Perdonadme y ligadme con Vos tan fuertemente, que no me suelte en aquel trance.
Cuando ya el moribundo haya
expirado, se volverá el sacerdote a los presentes, y dirá: - «Ya acabó. Les
acompaño en el sentimiento.» - ¿Murió ya? -Sí; ya murió: descanse en paz -
Descanse en paz, si murió en paz con Dios; pero si murió en su desgracia, no
tendrá paz el infeliz mientras Dios sea Dios.
Luego que haya expirado, las
campanas tocarán a muerto; al poco rato se habrá difundido la noticia. Unos
dirán: «Era muy garboso, pero poco tenía de santo.» Otros dirán: « ¿Quién sabe
si se habrá salvado?» Los parientes y los amigos, agobiados por la desgracia,
no querrán ni oír hablar de él: «No nos lo recuerden por favor».
Si queréis verlo, abrid aquella
fosa y miradlo: ya no impecable en su vestido, bien ceñido el busto, sino
convertido en podredumbre de la que nacen los gusanos que le irán comiendo las
carnes, hasta no dejar de aquel cuerpo más que un esqueleto fétido, que después
se irá destrabando, separándose la cabeza del tronco y los huesos todos entre
sí.
He aquí a qué quedará un día
reducido este cuerpo, por el que tanto ofendemos a Dios.
¡Oh Santos! Vosotros lo
comprendisteis, y por eso teníais siempre el cuerpo mortificado; y ahora
vuestros huesos son venerados como reliquias en los altares y vuestras almas
gozan de la vista de Dios, esperando el día último, en que vendrán vuestros
cuerpos a haceros compañía en la gloria como os la hicieron en el dolor.
Si estuviera yo en la eternidad,
¿qué no desearía haber hecho por Dios? Se asomaba San Camilo de Lelis a las
tumbas, y exclamaba: -¡Oh!, si los que aquí reposan vivieran, ¿qué no harían
por la vida eterna? -Y yo, que vivo, ¿qué hago? Y nosotros, ¿qué hacemos?

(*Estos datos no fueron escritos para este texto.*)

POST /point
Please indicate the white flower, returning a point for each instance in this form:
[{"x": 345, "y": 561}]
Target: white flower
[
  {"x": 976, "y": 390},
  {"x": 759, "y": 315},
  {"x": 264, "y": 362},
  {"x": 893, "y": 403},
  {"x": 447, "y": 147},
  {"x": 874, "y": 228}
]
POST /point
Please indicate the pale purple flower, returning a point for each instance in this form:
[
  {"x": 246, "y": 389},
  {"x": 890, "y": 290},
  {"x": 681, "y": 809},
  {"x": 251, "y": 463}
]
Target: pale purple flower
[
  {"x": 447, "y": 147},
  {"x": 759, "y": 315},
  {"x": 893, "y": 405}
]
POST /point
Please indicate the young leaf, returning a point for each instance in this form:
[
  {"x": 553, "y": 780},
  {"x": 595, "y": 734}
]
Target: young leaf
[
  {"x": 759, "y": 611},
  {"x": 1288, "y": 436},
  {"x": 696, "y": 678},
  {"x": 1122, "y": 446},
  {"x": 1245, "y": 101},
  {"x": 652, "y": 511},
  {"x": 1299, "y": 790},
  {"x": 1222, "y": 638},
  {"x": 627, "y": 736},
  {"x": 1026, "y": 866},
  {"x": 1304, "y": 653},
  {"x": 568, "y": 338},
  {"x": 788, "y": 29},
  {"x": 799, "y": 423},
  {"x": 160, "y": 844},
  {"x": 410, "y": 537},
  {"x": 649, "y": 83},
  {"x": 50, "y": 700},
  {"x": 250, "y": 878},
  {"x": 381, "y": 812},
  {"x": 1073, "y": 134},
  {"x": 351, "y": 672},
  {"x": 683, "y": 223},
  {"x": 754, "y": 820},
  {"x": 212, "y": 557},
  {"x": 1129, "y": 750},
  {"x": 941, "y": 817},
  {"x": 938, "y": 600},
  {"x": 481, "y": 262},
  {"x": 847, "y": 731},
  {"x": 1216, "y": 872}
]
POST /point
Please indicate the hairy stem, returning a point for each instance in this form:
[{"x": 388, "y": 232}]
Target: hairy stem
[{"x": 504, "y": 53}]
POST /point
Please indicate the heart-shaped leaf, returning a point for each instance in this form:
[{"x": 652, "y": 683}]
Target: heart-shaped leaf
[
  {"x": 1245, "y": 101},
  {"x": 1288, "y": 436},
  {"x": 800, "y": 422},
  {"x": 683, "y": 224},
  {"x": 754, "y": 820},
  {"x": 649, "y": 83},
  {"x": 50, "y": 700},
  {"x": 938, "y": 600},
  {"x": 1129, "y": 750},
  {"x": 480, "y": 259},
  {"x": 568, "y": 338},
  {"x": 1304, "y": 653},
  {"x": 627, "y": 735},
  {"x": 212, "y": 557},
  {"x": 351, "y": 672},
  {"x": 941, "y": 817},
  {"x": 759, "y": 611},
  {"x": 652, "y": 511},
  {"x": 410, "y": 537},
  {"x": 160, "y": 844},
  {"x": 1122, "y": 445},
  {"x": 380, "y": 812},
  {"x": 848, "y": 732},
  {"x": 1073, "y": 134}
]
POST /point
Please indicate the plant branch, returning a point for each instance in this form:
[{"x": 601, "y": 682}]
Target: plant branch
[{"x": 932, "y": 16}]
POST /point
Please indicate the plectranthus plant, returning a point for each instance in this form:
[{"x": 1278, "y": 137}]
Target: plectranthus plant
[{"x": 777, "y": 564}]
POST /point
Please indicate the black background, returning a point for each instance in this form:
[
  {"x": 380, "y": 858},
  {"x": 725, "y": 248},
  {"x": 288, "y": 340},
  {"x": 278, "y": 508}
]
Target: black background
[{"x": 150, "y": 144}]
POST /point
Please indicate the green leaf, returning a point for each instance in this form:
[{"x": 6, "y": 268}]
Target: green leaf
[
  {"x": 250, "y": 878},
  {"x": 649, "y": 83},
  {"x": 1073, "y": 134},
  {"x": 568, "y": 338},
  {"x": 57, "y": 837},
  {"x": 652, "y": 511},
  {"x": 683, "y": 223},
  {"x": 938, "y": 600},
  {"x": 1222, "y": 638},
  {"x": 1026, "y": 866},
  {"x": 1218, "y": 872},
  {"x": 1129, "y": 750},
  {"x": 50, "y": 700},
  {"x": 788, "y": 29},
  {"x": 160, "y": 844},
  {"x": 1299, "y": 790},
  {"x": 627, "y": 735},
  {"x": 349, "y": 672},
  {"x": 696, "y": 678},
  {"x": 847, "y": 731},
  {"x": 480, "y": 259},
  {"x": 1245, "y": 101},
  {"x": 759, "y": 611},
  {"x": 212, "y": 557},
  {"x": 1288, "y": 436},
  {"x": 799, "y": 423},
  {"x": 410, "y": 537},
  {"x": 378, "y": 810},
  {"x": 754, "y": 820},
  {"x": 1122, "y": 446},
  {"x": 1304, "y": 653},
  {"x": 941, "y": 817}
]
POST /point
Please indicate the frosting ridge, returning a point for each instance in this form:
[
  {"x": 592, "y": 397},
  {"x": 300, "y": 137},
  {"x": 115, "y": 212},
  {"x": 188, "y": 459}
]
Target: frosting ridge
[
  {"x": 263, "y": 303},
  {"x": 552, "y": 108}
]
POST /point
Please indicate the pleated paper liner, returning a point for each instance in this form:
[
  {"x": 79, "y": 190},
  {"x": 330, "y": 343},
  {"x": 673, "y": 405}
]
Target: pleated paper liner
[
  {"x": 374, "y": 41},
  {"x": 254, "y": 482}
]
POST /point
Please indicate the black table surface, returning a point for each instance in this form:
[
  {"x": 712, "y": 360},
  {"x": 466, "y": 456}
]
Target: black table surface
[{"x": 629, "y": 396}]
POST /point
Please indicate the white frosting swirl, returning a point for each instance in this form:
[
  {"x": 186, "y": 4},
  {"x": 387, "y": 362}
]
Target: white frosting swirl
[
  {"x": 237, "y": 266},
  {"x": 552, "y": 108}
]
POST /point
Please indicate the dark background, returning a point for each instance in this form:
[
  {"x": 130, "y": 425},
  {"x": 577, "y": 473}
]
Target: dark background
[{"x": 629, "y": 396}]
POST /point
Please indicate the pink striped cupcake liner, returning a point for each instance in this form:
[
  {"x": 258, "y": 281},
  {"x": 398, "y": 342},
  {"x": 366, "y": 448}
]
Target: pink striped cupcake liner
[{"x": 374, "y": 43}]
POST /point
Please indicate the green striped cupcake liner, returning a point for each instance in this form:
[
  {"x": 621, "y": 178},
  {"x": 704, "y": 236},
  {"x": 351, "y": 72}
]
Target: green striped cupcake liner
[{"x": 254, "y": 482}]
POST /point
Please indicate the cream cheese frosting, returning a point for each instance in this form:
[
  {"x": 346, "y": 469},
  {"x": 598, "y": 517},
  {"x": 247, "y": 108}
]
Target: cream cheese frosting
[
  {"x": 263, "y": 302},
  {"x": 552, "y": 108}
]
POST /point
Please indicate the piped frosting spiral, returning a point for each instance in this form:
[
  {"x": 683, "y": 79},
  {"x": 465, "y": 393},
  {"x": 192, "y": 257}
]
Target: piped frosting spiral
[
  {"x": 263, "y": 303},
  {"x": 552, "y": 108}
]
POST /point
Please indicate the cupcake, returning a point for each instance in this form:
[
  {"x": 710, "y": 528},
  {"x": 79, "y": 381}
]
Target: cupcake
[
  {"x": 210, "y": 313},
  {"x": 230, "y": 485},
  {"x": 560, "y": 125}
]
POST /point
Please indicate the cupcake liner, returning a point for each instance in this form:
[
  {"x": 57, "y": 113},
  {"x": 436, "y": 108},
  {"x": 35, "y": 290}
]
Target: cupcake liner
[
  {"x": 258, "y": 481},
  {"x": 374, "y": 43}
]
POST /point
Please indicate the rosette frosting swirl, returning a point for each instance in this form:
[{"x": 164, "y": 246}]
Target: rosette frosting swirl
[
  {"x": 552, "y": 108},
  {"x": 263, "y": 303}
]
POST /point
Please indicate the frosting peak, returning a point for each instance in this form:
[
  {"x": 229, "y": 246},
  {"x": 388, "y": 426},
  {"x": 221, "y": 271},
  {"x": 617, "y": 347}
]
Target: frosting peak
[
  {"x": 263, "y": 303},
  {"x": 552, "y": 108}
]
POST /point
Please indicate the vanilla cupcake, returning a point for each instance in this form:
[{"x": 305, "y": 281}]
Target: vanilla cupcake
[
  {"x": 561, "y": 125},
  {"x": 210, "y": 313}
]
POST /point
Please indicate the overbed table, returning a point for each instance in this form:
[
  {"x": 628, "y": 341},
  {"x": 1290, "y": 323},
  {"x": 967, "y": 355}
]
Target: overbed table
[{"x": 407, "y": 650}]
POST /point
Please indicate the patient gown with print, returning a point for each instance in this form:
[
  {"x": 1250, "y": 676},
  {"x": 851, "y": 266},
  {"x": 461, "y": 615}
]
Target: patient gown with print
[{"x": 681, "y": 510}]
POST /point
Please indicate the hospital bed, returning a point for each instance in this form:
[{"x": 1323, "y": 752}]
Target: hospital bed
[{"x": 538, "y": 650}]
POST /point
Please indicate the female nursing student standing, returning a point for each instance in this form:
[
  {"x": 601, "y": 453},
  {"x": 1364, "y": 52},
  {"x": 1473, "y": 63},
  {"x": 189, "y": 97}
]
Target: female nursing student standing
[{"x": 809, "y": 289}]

Señor, no me rechaces por mí
ingratitud. Los demás os ofenden sin luz; yo a plena luz. Tanto me habéis
iluminado para que conociera el mal que hacía pecando, y, sin embargo, hollando
vuestra gracia y vuestras luces, os he vuelto las espaldas. No seas terrible
para mí; sé mi esperanza en el día del dolor.